High Fantasy,  Rezension

Die sechs Kraniche

Handlung:

Shiori lebt reich, privilegiert, sorglos. Als einzige Tochter und siebtes Kind des Kaisers von Kiata liegen die größten Herausforderungen des Alltags in ungeliebter Handarbeit und regelmäßigem Privatunterricht am Hof in Gindara. Stets unter den wachsamen Augen ihrer Stiefmutter Raikama – der namenlosen Königin – geht sie ihren Pflichten nach, darauf bedacht, ihr Geheimnis zu verbergen. Denn Shiori besitzt die Gabe der Belebung. Eine magische Gabe, die es eigentlich nicht mehr geben dürfte. Nicht zu dieser Zeit, denn die Magie ist durch die Götter selbst vor vielen Jahren aus Kiata verbannt worden. Dennoch ist der kleine Papierkranich Kiki im Saum ihres Ärmels ohne jeden Zweifel lebendig. Mit ihrer frechen und altklugen Art ist Kiki Shioris beste Freundin. Ihr vertraut sie ihre Ängste, Träume und Wünsche an, doch auch den Unmut über das, was ihr bevorsteht: Die Hochzeit mit Takkan, dem Sohn des Lords Bushian. Der „unzivilisierte Lord dritten Rangs“, wie sie zu sagen pflegt, lebt im fernen Iro. Ein Ort, der so anders ist als Gindara, so weit weg von Shioris sechs Brüdern.

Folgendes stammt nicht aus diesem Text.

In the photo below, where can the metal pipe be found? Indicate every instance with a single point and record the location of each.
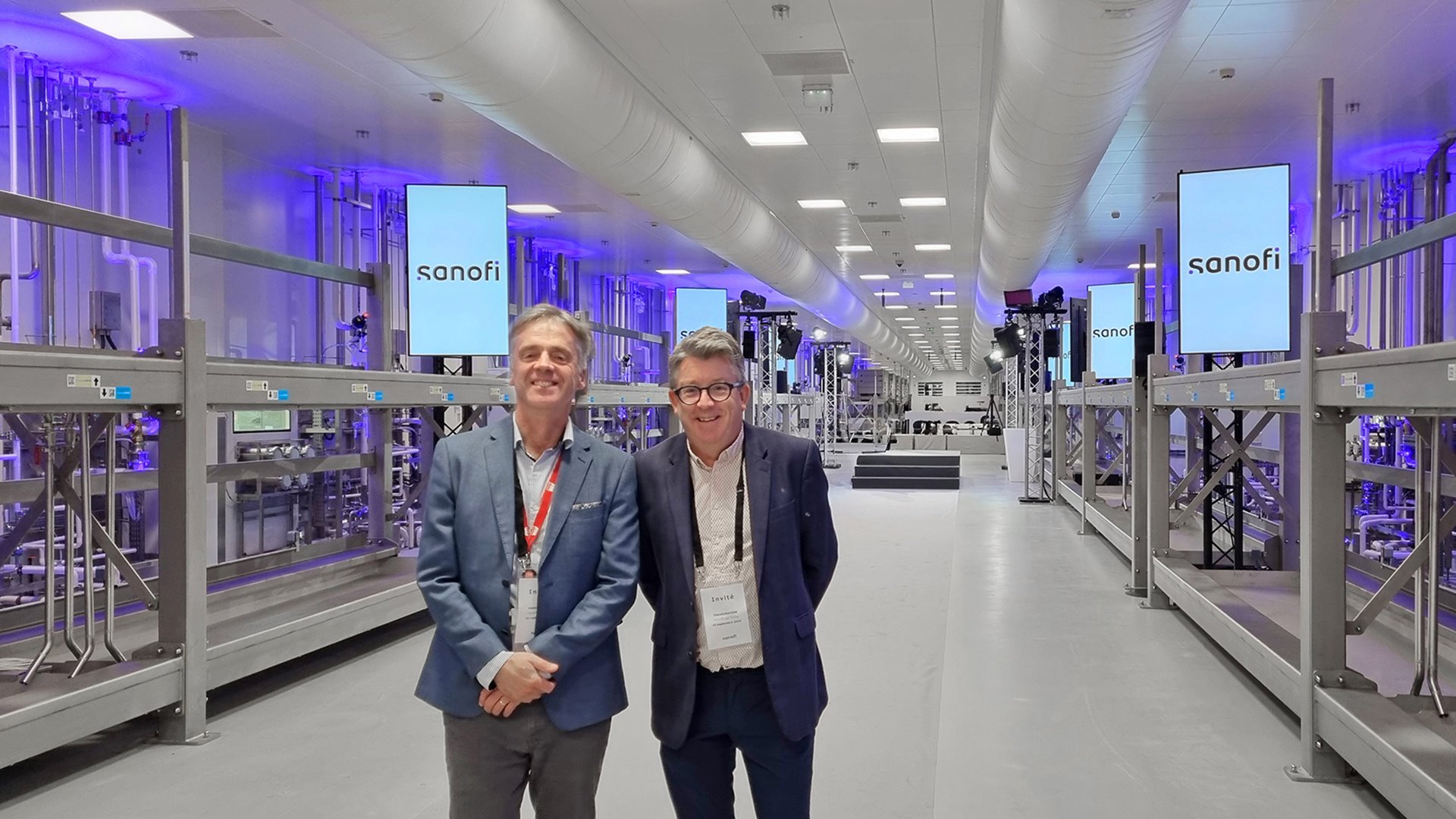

Doch es soll anders kommen. Am Morgen ihrer Verlobungsfeier entwischt ihr Kiki und lässt sie geradewegs in einen See hineinstolpern. Ihr Überleben verdankt sie zu allem Überfluss einem Drachen, welche in Kiata als ausgestorben gelten. Seryu wird Shioris erster Lehrmeister, zeigt ihr, mit ihrer magischen Kraft umzugehen. Als er bis Ende des Frühjahrs ins Reich der Drachen zurückkehren muss, ist Shiori untröstlich. Doch die folgenden Monate sind alles andere als ereignislos. Denn nicht nur Shiori hütet ein Geheimnis. Auch ihre Stiefmutter Raikama hat etwas zu verbergen. Als Shiori jenes lüftet und Raikama ihre Magie entdeckt, verwandelt sie Shioris sechs Brüder in Kraniche. Shiori selbst wird mit einer Schale auf dem Kopf aus Gindara verbannt. Als Küchenhilfe Lina krempelt sich Shioris Leben in wenigen Wochen völlig um, doch sie ist mit Schweigen gestraft. Raikamas Fluch ist mächtig und mit jedem Wort wird einer ihrer Brüder sterben…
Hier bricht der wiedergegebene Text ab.